Uma coisa que mudou é o fato de que o conteúdo parece estar mais espontâneo, no sentido de que ali em 2018 foi uma novidade esse estilo de campanha ou esse tipo de linguagem para política.
Então, num primeiro momento, o conteúdo foi muito associado ao que a imprensa chamou “gabinete do ódio”, que a gente não sabe ainda exatamente quem está exatamente por trás. Quatro anos depois, os próprios apoiadores do presidente organicamente já incorporaram esse modus operandi, por cópia mesmo. E aí tem um outro padrão também que já estava ali em 2018, mas está cada vez mais claro, que é a questão da monetização, principalmente ligada ao YouTube.
Então pra muitos desses ativistas, virou realmente um tipo de empreendedorismo. Está acontecendo até mesmo uma certa “mainstreamização” de parte dessa direita. Eles já estão colonizando nichos de mídia dentro da própria esfera pública.

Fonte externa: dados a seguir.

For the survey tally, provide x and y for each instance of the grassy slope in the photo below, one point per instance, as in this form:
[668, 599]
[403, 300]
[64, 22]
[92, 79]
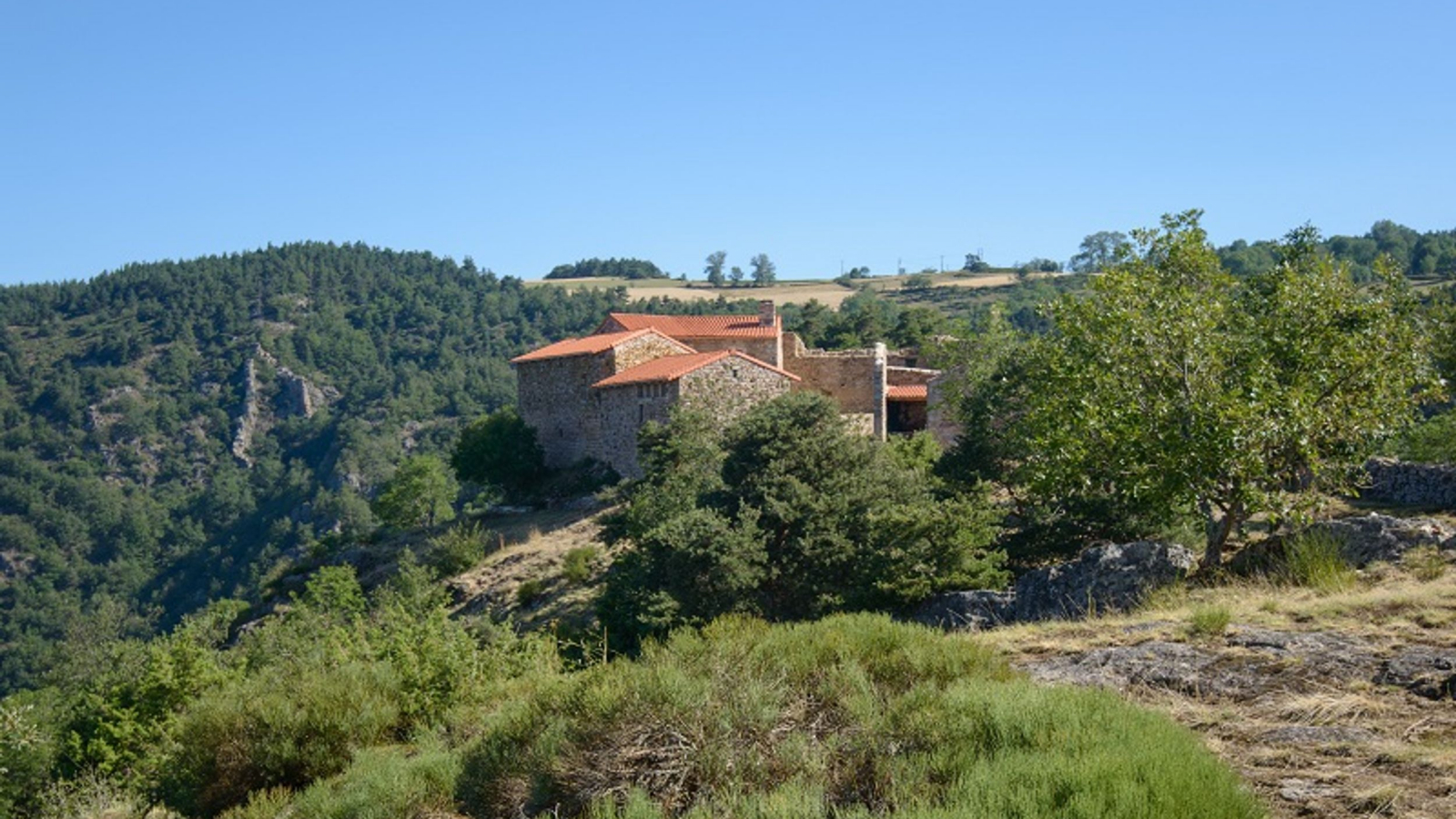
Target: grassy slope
[1405, 763]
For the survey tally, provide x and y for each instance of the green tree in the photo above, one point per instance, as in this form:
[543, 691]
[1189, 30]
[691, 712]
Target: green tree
[500, 450]
[1098, 251]
[788, 516]
[763, 270]
[715, 268]
[1174, 387]
[421, 493]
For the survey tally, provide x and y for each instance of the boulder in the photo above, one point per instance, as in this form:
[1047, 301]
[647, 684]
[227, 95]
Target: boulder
[1411, 484]
[1111, 577]
[1380, 538]
[970, 611]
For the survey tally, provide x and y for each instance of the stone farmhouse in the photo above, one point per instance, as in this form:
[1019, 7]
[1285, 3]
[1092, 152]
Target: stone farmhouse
[589, 397]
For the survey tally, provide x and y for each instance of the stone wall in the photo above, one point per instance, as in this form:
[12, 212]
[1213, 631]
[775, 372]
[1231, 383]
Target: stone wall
[1411, 484]
[939, 421]
[641, 350]
[730, 388]
[766, 350]
[555, 399]
[848, 376]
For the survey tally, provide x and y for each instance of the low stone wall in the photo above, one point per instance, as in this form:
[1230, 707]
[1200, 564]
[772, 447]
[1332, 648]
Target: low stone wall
[1411, 484]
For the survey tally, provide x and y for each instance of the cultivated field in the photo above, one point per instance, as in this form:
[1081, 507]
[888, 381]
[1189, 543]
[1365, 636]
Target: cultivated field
[795, 292]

Você falou do Youtube. Qual é o tamanho e a importância do Youtube hoje na criação e distribuição da desinformação?
Circula muito link de canal de vídeo do YouTube no Telegram. O YouTube presume que tem um controle sobre a plataforma que não tem, porque está conectado com todas as outras. O bolsonarismo se aproveita disso.
A gente vê uma incidência do Youtube dentro do Telegram de cinco a seis vezes maior do que a segunda plataforma, que é o próprio Telegram. Em outras palavras, a segunda plataforma mais comum é o próprio Telegram, e o Youtube é o primeiro, só que ele está muito à frente. Tem uma relação aí que é estrutural mesmo entre os dois. Então o papel do YouTube é muito grande, porque é o YouTube que monetiza.
O que é e o que significa a cauda longa?
A cauda longa são os pequenos. É uma estrutura de rede muito fragmentada entre muitos pequenos e poucos grandões [produtores de conteúdo, sejam grupos ou indivíduos] ali. Dentro do YouTube, a gente vê o mesmo padrão: três ou quatro grandes canais do bolsonarismo pegando boa parte dos links e entre 60% e 70% estão dispersos em canais pequenos ou médios que estão tentando ganhar atração e escala dentro do ecossistema da extrema-direita, que é o ambiente deles, para eventualmente virar um desses canais grandões para monetizar.
Qual é a interface entre o Telegram e Youtube? De 100 canais, 10 são grandes canais com centenas de milhares de visualizações, e a grande maioria, a cauda longa, são canais menores que ainda não têm essa escala para monetizar, mas eles estão tentando essa escala.